GSX Techedu, an online K12 large-class after-school tutoring service provider in China, has announced a 2020 net loss of ¥1.39 billion (£153.9 million), compared to net income of ¥226.6 million reported for 2019.
Net revenue for the year was ¥7.12 billion, up 236.9% from ¥2.11 billion reported for 2019. However, ¥1.8 billion of last year’s revenue was spent on sales and marketing and ¥275 million on R&D, a much-increased amount which affected the bottom line.
GSX Techedu, which is under investigation by US regulators over allegations of fraud, in December raised $870 million from unidentified sources in a private share placement.
The Beijing-based company also announced its results for the fourth quarter of 2020. Its net loss for the period was ¥627 million, compared to net income of 174.5 million reported for Q4 2019. Revenue for the quarter was ¥2.21 billion, up from ¥935 million reported for the fourth quarter of 2019.
GSX Techedu founder, chairman and chief executive Larry Xiangdong Chen said: “Our quarterly net revenues hit an all-time high of ¥2.2 billion.

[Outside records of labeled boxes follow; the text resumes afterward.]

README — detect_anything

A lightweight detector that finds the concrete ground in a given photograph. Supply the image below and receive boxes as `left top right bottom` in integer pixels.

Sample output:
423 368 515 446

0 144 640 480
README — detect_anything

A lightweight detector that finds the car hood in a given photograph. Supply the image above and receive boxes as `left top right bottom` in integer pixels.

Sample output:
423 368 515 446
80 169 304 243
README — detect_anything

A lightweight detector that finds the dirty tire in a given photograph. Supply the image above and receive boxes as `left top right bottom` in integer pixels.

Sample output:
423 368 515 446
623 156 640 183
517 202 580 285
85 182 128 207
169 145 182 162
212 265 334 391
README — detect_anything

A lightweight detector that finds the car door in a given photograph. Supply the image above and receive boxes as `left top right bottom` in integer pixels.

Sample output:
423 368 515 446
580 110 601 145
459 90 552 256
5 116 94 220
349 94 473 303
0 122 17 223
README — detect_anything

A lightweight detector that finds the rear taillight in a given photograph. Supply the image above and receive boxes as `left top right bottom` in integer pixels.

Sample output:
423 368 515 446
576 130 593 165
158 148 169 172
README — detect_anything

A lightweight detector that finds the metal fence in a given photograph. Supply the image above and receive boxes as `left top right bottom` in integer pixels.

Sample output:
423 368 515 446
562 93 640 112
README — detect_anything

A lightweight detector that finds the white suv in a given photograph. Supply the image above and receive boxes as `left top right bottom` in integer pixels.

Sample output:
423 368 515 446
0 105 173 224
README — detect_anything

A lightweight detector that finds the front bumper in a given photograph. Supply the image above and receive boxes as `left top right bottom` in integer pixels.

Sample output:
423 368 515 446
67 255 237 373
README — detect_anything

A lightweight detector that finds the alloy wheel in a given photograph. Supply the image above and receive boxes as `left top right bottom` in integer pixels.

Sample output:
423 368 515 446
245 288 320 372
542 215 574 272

We attribute such outstanding growth and upsized scale to our highly efficient operations, as demonstrated by our net operating cash inflow of ¥636.4 million in the fourth quarter. Moreover, full-year net operating cash flow continues to be positive.
“Despite the intense competition over the past year, we remained dedicated to maintaining our focused strategy, refining our online live large class business model and constantly improving our educational quality and services. In the meantime, we intend to continue investing extensively in technology research and development, building distinguished organisational capabilities, sticking to a sustainable and long-term philosophy, and executing an effective growth strategy on a lifetime value basis.
“We believe these commitments have enabled us to achieve excellent operational efficiency in 2020, and will empower us to create more value for our students, parents, teachers, investors and society.”